Self injurers.

note to mismused

mismHabit implies "what we know." What we know is what we see, and act on, as "our self." Regardless of how bad, or harmful to oneself (and not just by testimony here), or how bad it may be for children, habit is, in and of itself, comfort to the person. As a couple of writers have said, we first wish to maintain our person, then we wish, if and when possible, to enhance our person. The maintenance is the habit, and when possible, we enhance ourself by virtue of enhancing whatever habit(s) we have, though often in peculiar ways.

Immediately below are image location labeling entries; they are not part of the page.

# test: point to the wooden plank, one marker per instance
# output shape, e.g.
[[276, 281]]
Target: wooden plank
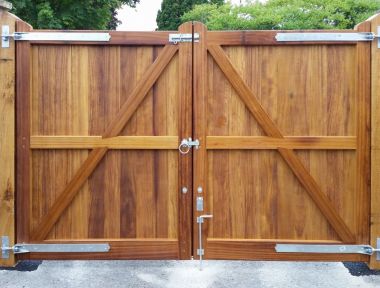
[[91, 142], [185, 165], [7, 137], [375, 142], [265, 250], [200, 126], [270, 128], [68, 194], [265, 38], [320, 198], [363, 127], [23, 155], [127, 249], [140, 91], [113, 129], [291, 142], [244, 92]]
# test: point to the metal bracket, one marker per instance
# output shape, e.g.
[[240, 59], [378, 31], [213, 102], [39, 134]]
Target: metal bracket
[[187, 144], [51, 248], [5, 36], [199, 204], [183, 38], [52, 36], [334, 249], [200, 250]]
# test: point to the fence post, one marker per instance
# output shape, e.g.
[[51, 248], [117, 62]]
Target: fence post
[[375, 143], [7, 133]]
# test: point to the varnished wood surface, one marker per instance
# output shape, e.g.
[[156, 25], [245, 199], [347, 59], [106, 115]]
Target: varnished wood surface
[[7, 137], [265, 38], [185, 165], [271, 129], [307, 97], [265, 250], [375, 143], [91, 142], [260, 142], [283, 155], [127, 187], [23, 155], [139, 249]]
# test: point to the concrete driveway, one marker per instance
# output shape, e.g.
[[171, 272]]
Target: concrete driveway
[[184, 274]]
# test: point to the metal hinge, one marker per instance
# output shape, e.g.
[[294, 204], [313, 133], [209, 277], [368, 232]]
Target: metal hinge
[[334, 249], [50, 248], [183, 38], [51, 36]]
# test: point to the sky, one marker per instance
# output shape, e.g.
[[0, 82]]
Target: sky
[[143, 17]]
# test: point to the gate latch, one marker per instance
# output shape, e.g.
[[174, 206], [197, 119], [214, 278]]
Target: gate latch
[[50, 248], [186, 145]]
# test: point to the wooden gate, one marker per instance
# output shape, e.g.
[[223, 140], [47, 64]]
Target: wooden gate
[[284, 156], [98, 129], [286, 128]]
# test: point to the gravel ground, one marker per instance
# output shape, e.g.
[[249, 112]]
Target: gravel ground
[[182, 274]]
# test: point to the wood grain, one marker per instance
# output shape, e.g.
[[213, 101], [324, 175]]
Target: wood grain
[[265, 250], [293, 142], [23, 55], [126, 249], [271, 129], [200, 90], [185, 165], [375, 143], [265, 38], [91, 142], [7, 138], [113, 129]]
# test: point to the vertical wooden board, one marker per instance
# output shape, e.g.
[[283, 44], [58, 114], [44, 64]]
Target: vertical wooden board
[[99, 84], [7, 138], [200, 108], [80, 107], [363, 130], [375, 143], [23, 154], [146, 208], [324, 72]]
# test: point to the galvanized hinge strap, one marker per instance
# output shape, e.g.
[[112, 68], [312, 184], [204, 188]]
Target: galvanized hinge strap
[[324, 37], [52, 36], [51, 248], [183, 38], [329, 249]]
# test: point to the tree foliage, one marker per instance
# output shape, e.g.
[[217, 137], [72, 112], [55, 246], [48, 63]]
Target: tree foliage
[[70, 14], [284, 14], [169, 16]]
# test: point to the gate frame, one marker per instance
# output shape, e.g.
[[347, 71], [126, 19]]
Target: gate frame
[[8, 130]]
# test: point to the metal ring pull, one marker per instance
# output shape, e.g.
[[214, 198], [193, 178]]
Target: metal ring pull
[[184, 147], [187, 144]]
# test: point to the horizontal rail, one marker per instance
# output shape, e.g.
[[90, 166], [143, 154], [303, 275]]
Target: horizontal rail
[[159, 38], [91, 142], [263, 38], [292, 142]]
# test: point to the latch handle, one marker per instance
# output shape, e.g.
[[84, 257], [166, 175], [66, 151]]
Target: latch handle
[[187, 144]]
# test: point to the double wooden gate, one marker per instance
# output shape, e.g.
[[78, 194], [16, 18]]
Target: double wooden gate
[[284, 132]]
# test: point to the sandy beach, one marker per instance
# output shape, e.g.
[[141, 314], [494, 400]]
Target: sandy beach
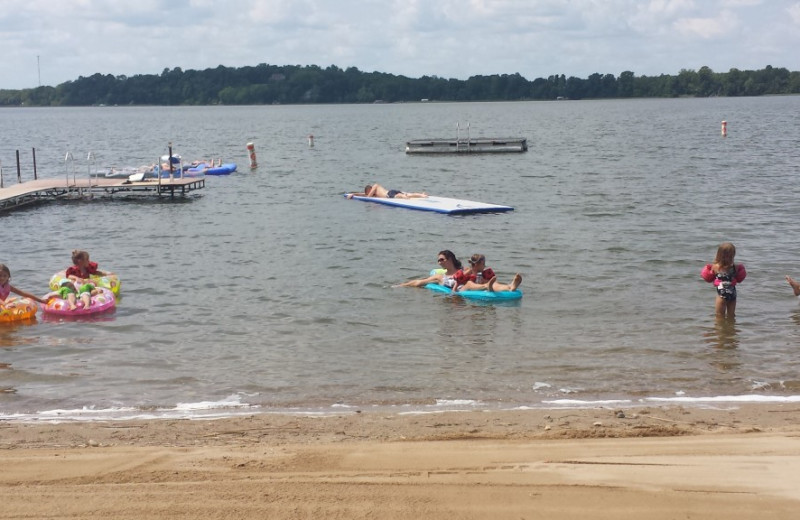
[[653, 462]]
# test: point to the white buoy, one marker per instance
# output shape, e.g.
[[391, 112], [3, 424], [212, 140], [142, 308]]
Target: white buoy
[[252, 149]]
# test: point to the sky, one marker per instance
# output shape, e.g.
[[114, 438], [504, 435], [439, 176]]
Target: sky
[[48, 42]]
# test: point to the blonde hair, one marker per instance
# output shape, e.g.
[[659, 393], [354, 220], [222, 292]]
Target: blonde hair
[[724, 259], [78, 254]]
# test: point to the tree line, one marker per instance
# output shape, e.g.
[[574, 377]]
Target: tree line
[[295, 84]]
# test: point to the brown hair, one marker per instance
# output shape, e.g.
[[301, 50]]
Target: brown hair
[[451, 256], [724, 259], [79, 254]]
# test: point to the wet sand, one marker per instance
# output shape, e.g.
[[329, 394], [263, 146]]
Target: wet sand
[[653, 462]]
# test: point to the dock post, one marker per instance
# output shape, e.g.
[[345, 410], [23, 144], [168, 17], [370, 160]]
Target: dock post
[[89, 168], [252, 149]]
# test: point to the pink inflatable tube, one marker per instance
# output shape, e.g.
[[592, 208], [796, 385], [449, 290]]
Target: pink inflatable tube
[[101, 302]]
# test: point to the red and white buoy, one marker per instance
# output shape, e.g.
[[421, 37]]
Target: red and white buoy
[[252, 149]]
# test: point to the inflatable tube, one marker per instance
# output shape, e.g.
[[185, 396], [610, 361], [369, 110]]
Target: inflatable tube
[[101, 302], [110, 281], [477, 295], [17, 309]]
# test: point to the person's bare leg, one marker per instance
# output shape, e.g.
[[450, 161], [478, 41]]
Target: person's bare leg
[[794, 284]]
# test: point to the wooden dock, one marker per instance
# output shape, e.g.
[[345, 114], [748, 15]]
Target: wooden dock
[[467, 145], [43, 190]]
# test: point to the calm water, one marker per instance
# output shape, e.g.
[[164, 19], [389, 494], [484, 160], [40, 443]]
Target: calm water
[[268, 290]]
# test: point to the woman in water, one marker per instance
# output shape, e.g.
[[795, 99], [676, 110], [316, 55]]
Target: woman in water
[[453, 276]]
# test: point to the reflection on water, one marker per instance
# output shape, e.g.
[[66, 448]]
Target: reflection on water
[[723, 335]]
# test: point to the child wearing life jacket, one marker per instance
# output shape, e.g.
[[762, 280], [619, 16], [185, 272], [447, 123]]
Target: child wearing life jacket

As you said in that second paragraph I quoted from you, this is all indeed very difficult. What is being attempted by one is the annihilation of the self as one knows their self, in whole or in great part, and that is never comforting, and definitely not what is considered maintenance by any, save if they are sufficiently educated, or otherwise highly motivated.

A habit may be known by the person to be leading to their death, or great injury, yet it is comforting, perverse though it sounds, to that person. (Again, not just from what is seen in this thread.)


Pure: This seems true enough, but rather slanted, as if 'habit' were generally bad. I would stress that a 'habit' is, in its bare concept, neutral; some lead toward life, some toward death. Even in the latter case, it may not be bad, for instance the 'habits' of a sumarai warrior.

As you suggest, the self may be construed as a set of habits, or patterns of actions and reactions.

Even the term 'addiction' has been given different spin, these days, as in the phrase 'positive addiction', e.g., to running every day.

All in all, the acquisition of a new habit and the weakening of an old one is not all that rare. Much depends on the feedback from others; if you persuade a person, for instance, to start greeting her workmates when first she sees them each day, she may see positive results very quickly. Cognitive Behavioral Therapy, for some issues--fear[avoidance] of flying--, gets results in weeks, rather than years.

I believe Nirvana mentioned it, but only in passing, but one problem with a 'self injury' habit is its being part of a larger problem, for example depression. In such case, it's not hard to see one source of the peculiar power of the habit: *it is a vivid experience*; thoughts may be speeded up, and the heart is pounding. This is situated in a context where life, overall has a drab feeling and one's general experience has been called 'ahedonia,' lack of pleasure in the basic doings and events of life.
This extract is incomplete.